Mechanical metamaterial enables long-distance component interaction for unique stretching properties

Metamaterials are artificial materials that do not occur in nature. Their components function like atoms in conventional materials but have special optical, electrical and magnetic properties. Interaction between the components is crucial to a metamaterial’s functionality.

Previously, a component could usually interact only with its immediate neighbors. Researchers at the Karlsruhe Institute of Technology (KIT) have developed a mechanical metamaterial with which these interactions can also be triggered at greater distances within the material.
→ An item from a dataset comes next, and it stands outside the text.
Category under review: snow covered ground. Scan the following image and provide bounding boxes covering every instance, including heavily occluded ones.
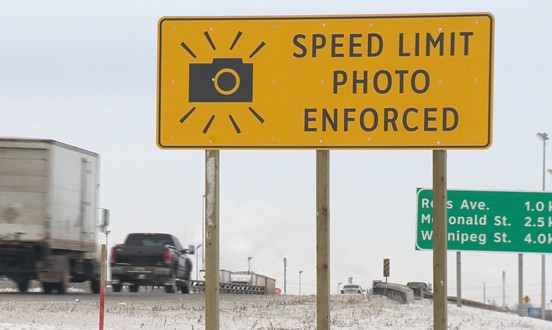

Potential uses of the material include measuring forces and structural monitoring. The findings have been published in Nature Communications.

With this material, the working group headed by Professor Martin Wegener at KIT’s Institute of Applied Physics (APH) has overcome a limitation of metamaterials.

Lead author Dr. Yi Chen compares this with human communication and an effect known from the “telephone game.” When people communicate through a chain of intermediaries, the message received by the last person can be completely different than if the first and last people had spoken to each other directly. According to Chen, this principle also applies to metamaterials.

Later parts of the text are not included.